Judiciary Workplace Conduct Group Seeks Law Clerk, Employee Input
A new mailbox on uscourts.gov is available for current and former federal Judiciary law clerks and all other employees to submit comments relating to the federal Judiciary’s policies and procedures for protecting all employees from inappropriate workplace conduct.
The mailbox is one of several early initiatives from the Federal Judiciary Workplace Conduct Working Group. James C. Duff, Director of the Administrative Office of the U.S. Courts, formed the Group last month at the direction of Chief Justice John G. Roberts, Jr.
The Working Group had its first in-person meeting Feb. 7, 2018, and will meet again in early March.
Steps taken by the Working Group include:
- Removal of a model confidentiality statement from the Judiciary’s internal website to revise it to eliminate any ambiguous language that could unintentionally discourage law clerks or other employees from reporting sexual harassment or other workplace misconduct.
- Reviewing the confidentiality provisions in several employee/law clerk handbooks to revise them to clarify that nothing in the provisions prevents the filing of a complaint.

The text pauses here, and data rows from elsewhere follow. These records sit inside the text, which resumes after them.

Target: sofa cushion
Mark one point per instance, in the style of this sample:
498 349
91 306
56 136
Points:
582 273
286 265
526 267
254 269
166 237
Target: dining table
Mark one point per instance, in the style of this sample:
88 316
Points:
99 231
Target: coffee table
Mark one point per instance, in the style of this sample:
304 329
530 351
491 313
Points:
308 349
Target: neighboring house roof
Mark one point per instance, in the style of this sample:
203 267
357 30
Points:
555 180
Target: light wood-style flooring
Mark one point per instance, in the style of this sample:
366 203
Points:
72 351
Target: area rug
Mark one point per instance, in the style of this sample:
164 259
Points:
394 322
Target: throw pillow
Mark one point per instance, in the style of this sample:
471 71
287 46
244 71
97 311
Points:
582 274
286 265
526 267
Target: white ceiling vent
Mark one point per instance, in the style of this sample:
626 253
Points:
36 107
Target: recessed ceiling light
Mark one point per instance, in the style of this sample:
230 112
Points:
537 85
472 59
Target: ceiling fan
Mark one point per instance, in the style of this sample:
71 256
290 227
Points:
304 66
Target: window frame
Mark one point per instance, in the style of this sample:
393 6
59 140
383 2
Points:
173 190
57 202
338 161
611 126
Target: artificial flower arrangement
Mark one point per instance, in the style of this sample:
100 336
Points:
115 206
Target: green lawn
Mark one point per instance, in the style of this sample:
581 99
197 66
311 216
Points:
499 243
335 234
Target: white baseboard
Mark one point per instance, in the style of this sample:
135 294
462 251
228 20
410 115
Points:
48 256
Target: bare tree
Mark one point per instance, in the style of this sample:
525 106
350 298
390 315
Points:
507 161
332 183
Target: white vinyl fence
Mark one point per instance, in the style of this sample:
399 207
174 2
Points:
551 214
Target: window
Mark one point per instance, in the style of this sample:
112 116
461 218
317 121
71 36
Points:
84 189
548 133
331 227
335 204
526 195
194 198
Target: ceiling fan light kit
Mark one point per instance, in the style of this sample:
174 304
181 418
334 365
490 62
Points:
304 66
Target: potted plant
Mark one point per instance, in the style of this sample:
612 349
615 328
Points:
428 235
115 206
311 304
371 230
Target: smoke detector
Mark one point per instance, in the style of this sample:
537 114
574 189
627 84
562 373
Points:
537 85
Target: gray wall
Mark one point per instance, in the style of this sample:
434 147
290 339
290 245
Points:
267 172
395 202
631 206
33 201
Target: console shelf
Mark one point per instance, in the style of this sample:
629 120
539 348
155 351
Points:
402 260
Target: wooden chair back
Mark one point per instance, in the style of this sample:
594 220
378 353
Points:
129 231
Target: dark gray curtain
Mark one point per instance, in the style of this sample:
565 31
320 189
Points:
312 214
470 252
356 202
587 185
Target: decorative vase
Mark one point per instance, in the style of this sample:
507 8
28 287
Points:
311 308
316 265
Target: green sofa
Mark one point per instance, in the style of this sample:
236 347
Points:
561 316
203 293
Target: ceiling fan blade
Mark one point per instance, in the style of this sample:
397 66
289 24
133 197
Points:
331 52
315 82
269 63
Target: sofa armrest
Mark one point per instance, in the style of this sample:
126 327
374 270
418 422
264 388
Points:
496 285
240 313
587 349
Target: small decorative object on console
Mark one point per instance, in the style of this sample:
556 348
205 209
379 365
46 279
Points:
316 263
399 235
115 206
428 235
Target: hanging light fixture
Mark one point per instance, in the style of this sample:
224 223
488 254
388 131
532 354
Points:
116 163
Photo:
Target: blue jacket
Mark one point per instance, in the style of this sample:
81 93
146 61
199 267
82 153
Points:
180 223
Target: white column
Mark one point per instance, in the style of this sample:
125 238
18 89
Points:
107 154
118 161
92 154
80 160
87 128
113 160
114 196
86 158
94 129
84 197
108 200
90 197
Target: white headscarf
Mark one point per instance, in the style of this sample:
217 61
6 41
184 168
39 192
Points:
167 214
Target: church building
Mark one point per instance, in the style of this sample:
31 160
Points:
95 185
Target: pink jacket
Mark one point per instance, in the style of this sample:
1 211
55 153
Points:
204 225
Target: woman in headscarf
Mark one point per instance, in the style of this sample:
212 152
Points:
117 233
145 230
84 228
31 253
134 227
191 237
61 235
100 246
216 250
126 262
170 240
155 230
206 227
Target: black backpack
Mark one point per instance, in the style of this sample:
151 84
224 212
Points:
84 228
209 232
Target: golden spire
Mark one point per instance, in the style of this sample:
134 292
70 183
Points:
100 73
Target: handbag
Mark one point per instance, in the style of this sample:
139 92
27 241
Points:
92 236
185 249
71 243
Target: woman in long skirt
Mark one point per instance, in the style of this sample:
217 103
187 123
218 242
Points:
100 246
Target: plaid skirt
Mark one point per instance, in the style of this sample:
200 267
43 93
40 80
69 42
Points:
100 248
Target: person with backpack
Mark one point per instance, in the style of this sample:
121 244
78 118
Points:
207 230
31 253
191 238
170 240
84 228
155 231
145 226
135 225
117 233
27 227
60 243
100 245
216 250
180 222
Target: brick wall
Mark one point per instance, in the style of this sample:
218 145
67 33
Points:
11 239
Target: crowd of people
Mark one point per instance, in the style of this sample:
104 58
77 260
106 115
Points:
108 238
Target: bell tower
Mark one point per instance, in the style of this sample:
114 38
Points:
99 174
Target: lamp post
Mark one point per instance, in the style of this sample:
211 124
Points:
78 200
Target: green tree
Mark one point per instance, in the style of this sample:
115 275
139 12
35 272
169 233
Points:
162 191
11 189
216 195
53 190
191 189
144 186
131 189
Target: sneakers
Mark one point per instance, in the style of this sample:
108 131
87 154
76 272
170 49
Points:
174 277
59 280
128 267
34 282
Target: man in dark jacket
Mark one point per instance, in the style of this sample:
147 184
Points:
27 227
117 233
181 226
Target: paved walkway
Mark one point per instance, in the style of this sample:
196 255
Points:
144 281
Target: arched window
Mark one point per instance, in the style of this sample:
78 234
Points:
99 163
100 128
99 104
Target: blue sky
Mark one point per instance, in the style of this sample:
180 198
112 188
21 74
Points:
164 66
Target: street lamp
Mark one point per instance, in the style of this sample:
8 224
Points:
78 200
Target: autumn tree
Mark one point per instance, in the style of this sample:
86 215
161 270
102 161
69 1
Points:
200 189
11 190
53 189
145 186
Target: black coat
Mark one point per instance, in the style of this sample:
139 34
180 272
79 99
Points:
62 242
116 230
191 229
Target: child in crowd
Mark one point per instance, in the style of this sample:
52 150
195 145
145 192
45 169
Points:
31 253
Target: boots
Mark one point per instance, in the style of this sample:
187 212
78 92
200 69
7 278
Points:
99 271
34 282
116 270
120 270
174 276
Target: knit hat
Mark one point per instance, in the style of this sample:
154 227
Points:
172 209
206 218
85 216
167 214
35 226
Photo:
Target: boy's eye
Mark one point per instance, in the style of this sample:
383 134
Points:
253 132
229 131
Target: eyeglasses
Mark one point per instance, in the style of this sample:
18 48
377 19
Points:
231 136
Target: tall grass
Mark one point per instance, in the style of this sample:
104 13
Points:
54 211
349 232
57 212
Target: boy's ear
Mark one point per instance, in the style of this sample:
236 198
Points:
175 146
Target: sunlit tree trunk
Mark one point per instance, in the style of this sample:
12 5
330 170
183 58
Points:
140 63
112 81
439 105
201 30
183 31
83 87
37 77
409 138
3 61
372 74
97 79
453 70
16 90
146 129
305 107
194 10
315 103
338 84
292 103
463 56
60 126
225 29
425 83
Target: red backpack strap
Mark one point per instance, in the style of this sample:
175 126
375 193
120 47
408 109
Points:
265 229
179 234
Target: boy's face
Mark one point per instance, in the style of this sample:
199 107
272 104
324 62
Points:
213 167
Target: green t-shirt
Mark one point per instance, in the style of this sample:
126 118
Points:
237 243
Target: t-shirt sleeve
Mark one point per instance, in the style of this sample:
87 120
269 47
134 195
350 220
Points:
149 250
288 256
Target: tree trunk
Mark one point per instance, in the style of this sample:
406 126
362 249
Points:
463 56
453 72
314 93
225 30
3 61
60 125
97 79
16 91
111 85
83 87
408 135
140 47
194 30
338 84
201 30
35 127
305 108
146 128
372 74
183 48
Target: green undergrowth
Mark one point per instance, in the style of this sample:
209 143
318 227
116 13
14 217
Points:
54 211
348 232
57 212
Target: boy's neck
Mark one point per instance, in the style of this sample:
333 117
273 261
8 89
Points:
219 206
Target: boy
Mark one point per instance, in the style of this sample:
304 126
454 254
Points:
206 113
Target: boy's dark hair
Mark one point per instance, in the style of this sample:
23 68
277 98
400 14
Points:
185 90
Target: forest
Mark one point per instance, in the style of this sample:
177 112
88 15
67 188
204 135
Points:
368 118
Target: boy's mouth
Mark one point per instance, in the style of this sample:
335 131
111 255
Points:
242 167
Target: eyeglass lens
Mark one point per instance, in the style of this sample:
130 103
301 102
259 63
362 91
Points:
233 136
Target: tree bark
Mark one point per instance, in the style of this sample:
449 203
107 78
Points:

- Identifying specifically the data that the Judiciary collects about judicial misconduct complaints to add a category for any complaints filed relating to sexual misconduct. The data shows that of the 1,303 misconduct complaints filed in fiscal year 2016, more than 1,200 were filed by dissatisfied litigants and prison inmates. No complaints were filed by law clerks or Judiciary employees and no misconduct complaints related to sexual harassment.
- Expanding workplace conduct training the Federal Judicial Center (FJC) provides to judges and others who work in the Judiciary. Sessions on workplace harassment are scheduled for in-person education programs for chief district and bankruptcy judges this spring and for new chief judges of all kinds in the fall. When newly appointed judges attended FJC training earlier this month, a new sexual harassment session was included in their ethics orientation.
The workplace conduct comment mailbox will be open until March 21, 2018. Only comments related to improving workplace policies and procedures will be considered. Comments may be signed or submitted anonymously. Submissions are for the use of the Working Group and will not be made public. The Working Group also will solicit input from law clerks and the Judiciary’s advisory groups and councils, which are composed of a cross section of people who work in the federal courts.